Many Texas elementary and middle school students, including those in Austin Independent School District, are getting their first spoonful of the new State of Texas Assessments of Academic Readiness tests this week, a test that replaces the Texas Assessment of Knowledge and Skills.

The March 26 AISD regular board meeting agenda didn't contain any documents or mention of standardized testing reform, but that didn't discourage several parents from advocating a resolution that denounces high-stakes standardized testing.

Standardized testing has quickly become a state and national issue, one that has community members concerned over the quality of education children are receiving.

"I think if you talk to any parent, educator, student and now you have fiscal administrators speaking out all across the state, saying that we've gone way too far. We're spending 45 days out of the school year preparing for benchmarks, drilling, and the whole thing, for the test," Mike Corwin said during citizens communication. "I think there is a broad consensus that has come together to say we've overstepped on this issue. It has actually been deleterious to our kids' education."

Already, problems that were associated with TAKS such as "TAKS tummy" are now being rebranded as a similar strain called "STAAR tummy"—a term to describe the effects of high-stakes testing on kids, including nausea, vomiting, headaches, and in extreme cases, defecating.

"High-stakes testing is universally hated by most everyone--teachers, students, parents, everyone except the few who profit," Cindy Beringer said. "The worst thing about high-stakes testing, in my opinion, is the mind-numbing boredom. I'm terrified at the thought of [my granddaughter] entering kindergarten, getting to the third grade, having to be taught a test and having the joy of learning completely killed for her."

At a State Board of Education meeting in January, Texas Education Commissioner Robert Scott called the current system for standardized testing a "perversion" of its original intent, adding, "You've reached a point now of having this one thing that the entire system is dependent upon. It is the heart of the vampire, so to speak."

Those strong words ultimately led to Scott announcing on Feb. 22 that the decision to require end-of-course exams to account for 15 percent of a student's final grade would be left in Texas school districts' hands for the 2011-12 school year.

At the Feb. 27 regular board meeting, the AISD board of trustees unanimously approved policy revisions stating that AISD students' scores on this year's STAAR exam would not affect students' grades or class rank. Now, AISD may consider taking that cause a step further by joining a resolution to "de-escalate" high-stakes testing. They would unify with what has been reported as over 160 other districts in favor of re-examining and reforming standardized testing.
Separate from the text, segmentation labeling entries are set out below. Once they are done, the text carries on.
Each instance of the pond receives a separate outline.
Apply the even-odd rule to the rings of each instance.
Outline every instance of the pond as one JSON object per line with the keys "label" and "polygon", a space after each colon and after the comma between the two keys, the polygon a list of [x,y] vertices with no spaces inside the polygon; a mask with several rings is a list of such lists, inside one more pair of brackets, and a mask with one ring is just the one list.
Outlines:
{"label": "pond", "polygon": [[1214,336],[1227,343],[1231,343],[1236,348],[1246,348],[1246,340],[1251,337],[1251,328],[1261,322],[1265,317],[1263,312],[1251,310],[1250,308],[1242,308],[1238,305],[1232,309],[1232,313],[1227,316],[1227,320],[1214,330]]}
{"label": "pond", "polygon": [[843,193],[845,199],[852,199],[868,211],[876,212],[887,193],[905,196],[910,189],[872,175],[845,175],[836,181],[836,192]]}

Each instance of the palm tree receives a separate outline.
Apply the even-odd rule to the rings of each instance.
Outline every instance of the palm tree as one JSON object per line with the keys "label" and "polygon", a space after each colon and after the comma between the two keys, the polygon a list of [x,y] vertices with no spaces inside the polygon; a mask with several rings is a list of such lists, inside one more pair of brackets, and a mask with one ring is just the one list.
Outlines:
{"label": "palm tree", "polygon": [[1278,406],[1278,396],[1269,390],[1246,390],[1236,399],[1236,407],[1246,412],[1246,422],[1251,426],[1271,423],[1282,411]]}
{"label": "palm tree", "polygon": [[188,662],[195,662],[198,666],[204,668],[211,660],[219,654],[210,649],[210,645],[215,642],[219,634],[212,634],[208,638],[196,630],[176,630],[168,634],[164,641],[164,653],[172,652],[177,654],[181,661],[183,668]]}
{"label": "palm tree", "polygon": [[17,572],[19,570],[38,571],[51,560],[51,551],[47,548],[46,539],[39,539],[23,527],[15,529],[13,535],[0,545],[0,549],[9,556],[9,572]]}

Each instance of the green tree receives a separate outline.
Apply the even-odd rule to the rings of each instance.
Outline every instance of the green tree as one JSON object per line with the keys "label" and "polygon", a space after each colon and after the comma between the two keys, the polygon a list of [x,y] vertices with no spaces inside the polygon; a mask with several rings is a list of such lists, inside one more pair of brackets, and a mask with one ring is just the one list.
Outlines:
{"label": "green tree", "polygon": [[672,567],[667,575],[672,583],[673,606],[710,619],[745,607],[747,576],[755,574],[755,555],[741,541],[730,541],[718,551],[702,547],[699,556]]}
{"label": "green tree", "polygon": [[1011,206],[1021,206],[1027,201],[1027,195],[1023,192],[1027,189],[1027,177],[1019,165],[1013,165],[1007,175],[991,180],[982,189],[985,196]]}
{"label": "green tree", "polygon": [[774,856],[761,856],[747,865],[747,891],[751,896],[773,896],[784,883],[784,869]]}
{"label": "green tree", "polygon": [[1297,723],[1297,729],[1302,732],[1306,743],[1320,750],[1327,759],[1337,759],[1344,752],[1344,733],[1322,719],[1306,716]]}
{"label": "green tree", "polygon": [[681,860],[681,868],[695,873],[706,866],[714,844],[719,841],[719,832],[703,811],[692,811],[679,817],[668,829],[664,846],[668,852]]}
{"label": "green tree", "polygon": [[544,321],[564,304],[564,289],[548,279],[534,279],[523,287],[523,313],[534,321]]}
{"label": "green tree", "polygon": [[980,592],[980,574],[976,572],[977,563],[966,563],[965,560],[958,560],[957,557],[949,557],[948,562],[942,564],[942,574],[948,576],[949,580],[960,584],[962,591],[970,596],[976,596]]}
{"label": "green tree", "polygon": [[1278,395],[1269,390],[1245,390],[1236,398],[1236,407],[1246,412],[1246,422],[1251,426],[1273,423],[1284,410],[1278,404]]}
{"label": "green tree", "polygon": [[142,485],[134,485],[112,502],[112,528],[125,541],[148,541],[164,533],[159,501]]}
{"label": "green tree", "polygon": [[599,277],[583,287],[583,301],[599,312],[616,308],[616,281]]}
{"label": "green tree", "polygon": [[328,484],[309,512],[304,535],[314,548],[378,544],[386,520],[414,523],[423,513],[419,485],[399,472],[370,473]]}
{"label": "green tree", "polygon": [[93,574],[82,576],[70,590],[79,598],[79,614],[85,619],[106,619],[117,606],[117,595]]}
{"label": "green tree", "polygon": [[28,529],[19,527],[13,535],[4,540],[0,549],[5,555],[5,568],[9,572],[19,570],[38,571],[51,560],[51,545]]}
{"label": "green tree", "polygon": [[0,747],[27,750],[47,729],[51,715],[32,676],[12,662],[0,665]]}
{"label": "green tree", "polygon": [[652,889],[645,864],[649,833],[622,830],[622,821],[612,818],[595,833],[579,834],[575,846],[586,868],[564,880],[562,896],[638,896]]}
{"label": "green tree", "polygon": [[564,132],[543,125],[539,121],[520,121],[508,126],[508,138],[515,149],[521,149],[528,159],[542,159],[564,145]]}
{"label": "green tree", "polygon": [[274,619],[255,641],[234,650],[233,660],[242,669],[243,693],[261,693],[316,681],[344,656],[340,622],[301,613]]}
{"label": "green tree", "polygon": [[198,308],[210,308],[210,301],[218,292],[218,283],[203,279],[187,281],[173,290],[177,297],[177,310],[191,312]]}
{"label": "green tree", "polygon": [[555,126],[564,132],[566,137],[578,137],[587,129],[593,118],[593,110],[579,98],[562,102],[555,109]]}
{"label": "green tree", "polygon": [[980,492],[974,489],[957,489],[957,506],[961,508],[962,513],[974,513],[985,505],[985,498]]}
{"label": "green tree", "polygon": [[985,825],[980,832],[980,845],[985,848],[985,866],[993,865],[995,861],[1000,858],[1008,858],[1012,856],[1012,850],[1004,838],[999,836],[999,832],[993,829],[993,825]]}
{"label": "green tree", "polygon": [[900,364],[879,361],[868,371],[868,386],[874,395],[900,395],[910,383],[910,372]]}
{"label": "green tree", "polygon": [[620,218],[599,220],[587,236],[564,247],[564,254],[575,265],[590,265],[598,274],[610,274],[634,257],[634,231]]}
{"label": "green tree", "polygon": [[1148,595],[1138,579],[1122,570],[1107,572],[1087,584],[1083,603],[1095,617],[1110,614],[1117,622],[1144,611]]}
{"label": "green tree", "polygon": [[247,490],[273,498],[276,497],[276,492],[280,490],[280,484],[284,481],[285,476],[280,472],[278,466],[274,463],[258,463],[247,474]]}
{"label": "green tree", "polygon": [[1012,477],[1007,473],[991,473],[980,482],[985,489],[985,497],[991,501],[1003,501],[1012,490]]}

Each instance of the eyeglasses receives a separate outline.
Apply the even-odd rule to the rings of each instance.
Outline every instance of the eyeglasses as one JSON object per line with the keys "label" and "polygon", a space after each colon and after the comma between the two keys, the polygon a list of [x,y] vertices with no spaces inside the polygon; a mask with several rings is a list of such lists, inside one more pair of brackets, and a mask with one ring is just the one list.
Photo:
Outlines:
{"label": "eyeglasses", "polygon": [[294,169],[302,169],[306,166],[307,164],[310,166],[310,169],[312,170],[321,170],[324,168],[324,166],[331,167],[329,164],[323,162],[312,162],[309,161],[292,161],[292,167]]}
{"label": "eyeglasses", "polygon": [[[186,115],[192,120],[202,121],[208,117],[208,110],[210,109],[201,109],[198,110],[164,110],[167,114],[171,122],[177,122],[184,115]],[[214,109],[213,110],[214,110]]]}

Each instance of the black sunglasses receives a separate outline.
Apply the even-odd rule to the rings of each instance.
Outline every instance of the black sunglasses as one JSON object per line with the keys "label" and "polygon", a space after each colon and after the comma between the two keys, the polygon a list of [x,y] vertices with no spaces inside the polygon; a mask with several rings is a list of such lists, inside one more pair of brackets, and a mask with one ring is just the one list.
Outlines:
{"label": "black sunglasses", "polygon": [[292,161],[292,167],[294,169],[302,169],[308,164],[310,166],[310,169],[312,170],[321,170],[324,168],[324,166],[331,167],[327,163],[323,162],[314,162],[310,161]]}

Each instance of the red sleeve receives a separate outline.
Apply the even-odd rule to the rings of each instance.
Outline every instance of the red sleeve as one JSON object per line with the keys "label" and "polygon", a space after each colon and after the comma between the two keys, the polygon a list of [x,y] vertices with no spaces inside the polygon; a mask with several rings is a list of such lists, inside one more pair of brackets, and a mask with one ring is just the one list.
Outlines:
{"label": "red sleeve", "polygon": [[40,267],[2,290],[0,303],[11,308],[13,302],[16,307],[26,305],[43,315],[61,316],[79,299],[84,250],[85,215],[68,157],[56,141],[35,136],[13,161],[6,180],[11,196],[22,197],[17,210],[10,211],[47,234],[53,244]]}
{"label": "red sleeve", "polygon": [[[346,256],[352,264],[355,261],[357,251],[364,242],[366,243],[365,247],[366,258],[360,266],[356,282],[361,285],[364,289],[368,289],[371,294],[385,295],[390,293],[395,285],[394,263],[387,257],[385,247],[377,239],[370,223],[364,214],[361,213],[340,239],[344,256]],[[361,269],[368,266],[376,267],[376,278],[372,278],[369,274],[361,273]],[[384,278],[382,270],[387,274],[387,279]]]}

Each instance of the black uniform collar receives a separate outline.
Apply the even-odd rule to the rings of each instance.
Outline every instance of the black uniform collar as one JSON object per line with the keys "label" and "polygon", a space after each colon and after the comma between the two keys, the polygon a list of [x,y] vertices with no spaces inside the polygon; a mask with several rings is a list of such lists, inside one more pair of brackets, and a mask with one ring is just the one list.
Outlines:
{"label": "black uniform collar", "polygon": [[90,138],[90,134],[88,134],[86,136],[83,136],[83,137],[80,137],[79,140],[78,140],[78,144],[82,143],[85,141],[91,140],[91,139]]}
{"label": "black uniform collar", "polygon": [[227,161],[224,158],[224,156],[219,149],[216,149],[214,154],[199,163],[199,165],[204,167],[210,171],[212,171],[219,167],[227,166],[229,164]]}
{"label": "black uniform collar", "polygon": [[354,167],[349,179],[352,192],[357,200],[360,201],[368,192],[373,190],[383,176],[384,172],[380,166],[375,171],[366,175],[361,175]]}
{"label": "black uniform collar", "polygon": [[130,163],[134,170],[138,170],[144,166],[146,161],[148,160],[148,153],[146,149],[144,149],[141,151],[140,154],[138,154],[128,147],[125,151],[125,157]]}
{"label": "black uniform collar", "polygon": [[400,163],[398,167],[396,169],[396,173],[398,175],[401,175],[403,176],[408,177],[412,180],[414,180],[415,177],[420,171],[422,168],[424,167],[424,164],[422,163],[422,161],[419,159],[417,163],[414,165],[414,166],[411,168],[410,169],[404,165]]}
"I think we'll consider it. Our intergovernmental folks have looked at it, I was aware of it, we've asked the Texas Association of School Boards for guidance and what they are thinking," board president Mark Williams said. "We're in a little bit different place because we're in the state capital, and we're a bigger [district]. My own personal philosophy—which may or may not be reflective of the board—is I'm with them (the resolution). I think high-stakes testing, the pressure of accountability, the pressure of punitive sanctions, is not a productive way to run school districts."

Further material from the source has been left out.